May 23, 2001: The nuna bean (pronounced noonya), a thick-skinned variety of the common bean, Phaseolus vulgaris, is grown in the high Andes at 2-3,000 meters above sea level. Found at pre-Inca archaeological sites, the bean is a popular staple in many areas of Ecuador and Peru.
The ease with which the beans are cooked may, in part, explain their popularity. At the altitudes where Nuna beans are cultivated, water boils at a temperature closer to 90 than 100 degrees Celcius. This makes cooking with boiling water a slow process. Nuna beans, however, are not boiled; they are heated in a thin layer of oil for 2-4 minutes, which causes the bean to "pop." The exploded beans have a flavor reminiscent of peanuts and a consistency much like popcorn.
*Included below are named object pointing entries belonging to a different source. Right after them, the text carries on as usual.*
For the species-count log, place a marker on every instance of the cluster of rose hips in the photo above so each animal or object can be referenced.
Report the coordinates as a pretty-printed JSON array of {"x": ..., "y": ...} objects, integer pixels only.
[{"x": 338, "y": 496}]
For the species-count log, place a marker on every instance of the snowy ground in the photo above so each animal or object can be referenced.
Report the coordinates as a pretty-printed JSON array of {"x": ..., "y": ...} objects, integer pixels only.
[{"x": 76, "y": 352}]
Over the centuries, at least 33 varieties of nuna bean have been developed. They come in several colors; especially popular are the grey and white speckled (nuna azul) and light red (nuna mani) varieties. There is also a white nuna bean found at Cajabamba called the pigeon's egg, or huevo de paloma, which is unrivalled in popping, taste and crunchiness.
The bean is susceptible to both frost and high temperatures. It needs abundant moisture, short day lengths and approximately 200 days to crop. Because of these restrictive cultural requirements, production of nuna beans outside highland tropical areas has not been conducted successfully on a large scale.
Now, though, a food processing company in the United States, Appropriate Engineering, has received US patent 6,040,503 on March 31, 2000, for a hybrid of the nuna bean and the common field bean. The hybrid grows at temperate latitudes, while retaining the distinguishing characteristics of the nuna parent. The "inventors," Mark Sterner and Jeffrey Ehlers, have also acquired World Intellectual Property Organisation Patent WO99/11115 under the Patent Co-operation Treaty and have indicated they will apply for patents in another 121 countries.
Beans mean bucks
Alejandro Argumeda, co-ordinator of the Indigenous People's Biodiversity Network, says "it is absurd that a US company have patented a bean I've bean eating since my childhood." Jim Myers of Oregon State University, who has worked with nuna beans, says that such a patent could hamper research.
A Peruvian paradox
Two other Andean medicinal plant patents have been overturned following successful protests of indigenous Andean people. The first is Ahayuasca, (Banistopteris caapi), the principal component of a hallucinogenic brew used by the Incas in religious ceremonies. The second is quinoa (Chenopodium quinoa), a protein-rich seed usually treated as a grain in cooking.